Tuesday, September 22, 2015

[Belajar Bersyukur]

Entah harus malu, segan, atau kagum.

Tebet-Senopati-Depok-Tebet.
07.00 - 23.00.

Belum genap seminggu punya rutinitas baru seperti itu. 
Sudah terlintas rasa lelah, telah teruntai langkah yang melemah. 
Katanya, rasa letih telah menyerang badan.

Katanya, ada beban ekspektasi di kantor. 
Katanya, masih ada juga tanggung jawab organisasi. 
Katanya, belum lagi skripsi yang masih menanti penyelesaiannya.

Entah harus malu, segan, atau kagum.

Lantas terhenyak dengan sosok pemimpin keluarga yang melintas di pikiran.
Entah belasan hingga puluhan tahun menjalani rutinitas yang serupa.
Berangkat pagi, pulang pagi, belum lagi jika ternyata harus tidak pulang.
Beban ekspektasi di kantor bahkan sama sekali tidak seberapa.
Apabila dibandingkan dengan beban menafkahi anggota keluarga yang menjadi tanggungannya.
Bukan hidup sekedar hidup, tapi anggota keluarga dapat hidup berkecukupan yang jadi harapannya.

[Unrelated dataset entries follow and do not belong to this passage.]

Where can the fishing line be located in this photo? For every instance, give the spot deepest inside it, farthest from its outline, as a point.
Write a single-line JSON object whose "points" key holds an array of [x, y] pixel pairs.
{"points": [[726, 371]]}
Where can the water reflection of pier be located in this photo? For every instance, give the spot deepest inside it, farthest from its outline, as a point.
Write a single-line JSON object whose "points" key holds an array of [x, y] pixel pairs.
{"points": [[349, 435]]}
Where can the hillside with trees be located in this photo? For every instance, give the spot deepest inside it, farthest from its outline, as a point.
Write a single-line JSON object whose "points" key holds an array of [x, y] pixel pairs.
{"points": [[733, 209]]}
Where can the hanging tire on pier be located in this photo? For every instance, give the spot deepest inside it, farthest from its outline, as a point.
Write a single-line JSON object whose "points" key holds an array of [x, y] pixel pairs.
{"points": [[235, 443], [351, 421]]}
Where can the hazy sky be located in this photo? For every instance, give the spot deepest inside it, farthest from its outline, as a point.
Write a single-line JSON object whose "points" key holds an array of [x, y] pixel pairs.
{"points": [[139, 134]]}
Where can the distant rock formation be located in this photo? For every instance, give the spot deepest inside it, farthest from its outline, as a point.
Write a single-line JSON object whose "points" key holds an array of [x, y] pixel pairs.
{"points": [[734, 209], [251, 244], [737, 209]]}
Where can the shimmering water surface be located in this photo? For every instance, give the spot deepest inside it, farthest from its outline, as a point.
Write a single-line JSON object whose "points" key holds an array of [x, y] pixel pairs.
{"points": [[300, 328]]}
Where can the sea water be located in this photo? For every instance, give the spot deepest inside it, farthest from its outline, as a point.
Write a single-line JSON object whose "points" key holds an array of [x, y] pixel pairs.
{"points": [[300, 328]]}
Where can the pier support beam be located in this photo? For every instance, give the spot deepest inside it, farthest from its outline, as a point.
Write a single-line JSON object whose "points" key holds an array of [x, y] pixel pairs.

Entah harus malu, segan, atau kagum.

Jika membayangkan beratnya beban yang harus ditanggung olehnya.
Jika memikirkan "balasan" apa yang selama ini mampu saya berikan.
Entahlah, tak terpikirkan "kekuatan"apa yang selama ini mampu menjaga semangatnya.
Belum lagi jika melihat para "working mother" dengan segala kewajibannya.
Belum pula jika melihat para "single parent " dengan segala keterbatasannya.

Entah harus malu, segan, atau kagum.

Mungkin, ini saatnya belajar "menunjukkan" rasa terima kasih.
Mungkin, ini saatnya belajar bersyukur.